Maltese Traditions (3) – San Martin

This coming Sunday, the feast of St Martin will be celebrated in Bahrija. For this feast, it is traditional for children to receive a cloth bag filled with various types of nuts, an apple, an orange, figs and  a small sweet-tasting bread known as the bread of St Martin.  It is also customary for children to recite the following rhyme:

Gewz, lewz, qastan, tin

Kemm inhobb lil San Martin.

Which roughly translates to:

Walnuts, almonds, chestnuts, figs -

I sure love St Martin.

Borza ta San Martin (2)

In the past, these bags of healthy goodies would be left at the foot of a child’s bed -  much like we do today with Christmas stockings.

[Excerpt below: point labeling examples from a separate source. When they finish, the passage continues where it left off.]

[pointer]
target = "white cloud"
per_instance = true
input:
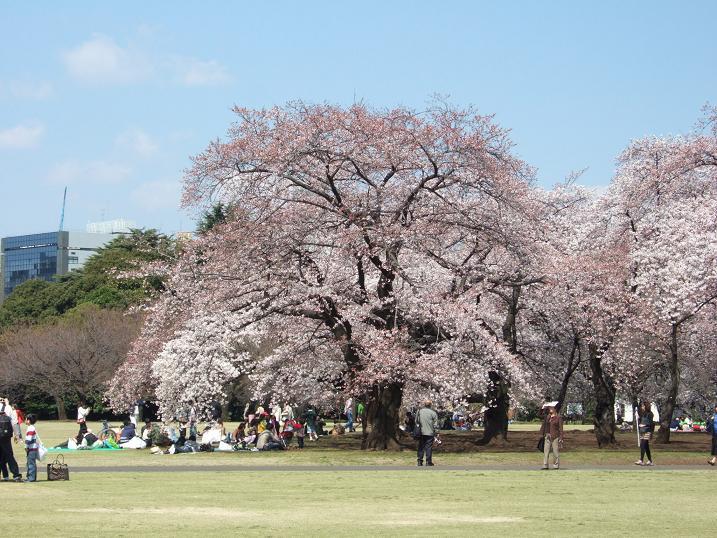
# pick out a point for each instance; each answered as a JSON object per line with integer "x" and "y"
{"x": 25, "y": 89}
{"x": 194, "y": 72}
{"x": 100, "y": 60}
{"x": 156, "y": 195}
{"x": 137, "y": 141}
{"x": 73, "y": 171}
{"x": 23, "y": 136}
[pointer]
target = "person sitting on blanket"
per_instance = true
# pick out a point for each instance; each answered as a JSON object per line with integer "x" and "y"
{"x": 268, "y": 440}
{"x": 237, "y": 436}
{"x": 128, "y": 432}
{"x": 89, "y": 440}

This tradition was  slowly dying out but is now enjoying a revival – mainly because children are being taught about this tradition in schools and the ‘borza ta’ San Martin’ (as this little sack is called) is usually sold by schools, with the money collected being donated to charity.

Borza ta San Martin (5)

This weekend, people will descend on the village of Bahrija in droves to participate in the feast to honour the saint and also for the annual Turkey and Agrarian Festival. Since 1953, turkeys are raffled in preparation for the Christmas festivities and proceeds go towards the village and parish of Bahrija.

Bahrija (7)

Location: Bahrija, August 2011

4 comments:

  1. Beautiful seasonal post, Loree.

    ReplyDelete
  2. Brilliant that it's being revived and that it isn't replaced with chocolate and junk stuff.

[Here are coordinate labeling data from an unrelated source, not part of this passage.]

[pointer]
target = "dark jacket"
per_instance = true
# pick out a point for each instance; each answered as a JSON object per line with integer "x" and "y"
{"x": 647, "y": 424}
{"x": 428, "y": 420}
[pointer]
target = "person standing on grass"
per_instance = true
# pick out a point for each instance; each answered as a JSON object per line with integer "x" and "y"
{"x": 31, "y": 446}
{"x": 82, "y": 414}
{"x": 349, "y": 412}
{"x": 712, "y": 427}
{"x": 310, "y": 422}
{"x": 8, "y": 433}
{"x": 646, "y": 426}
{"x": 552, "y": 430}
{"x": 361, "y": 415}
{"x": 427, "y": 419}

    It reminds me a bit of Saint Nicholas in Germany who brings children goodies like these (not an orange though, but an apple, nuts and a branch of fir tree, maybe a bit of chocolate) in the night of 5 to 6 December!

    ReplyDelete
  3. Hello Loree:
    Something rather similar takes place here this coming weekend but with geese rather than turkeys and without the little gifts of nuts and fruit. It is so good, we feel, that these traditions are not left to wither on the vine.

    ReplyDelete
  4. What a lovely tradition and those treats look wholesome and delicious!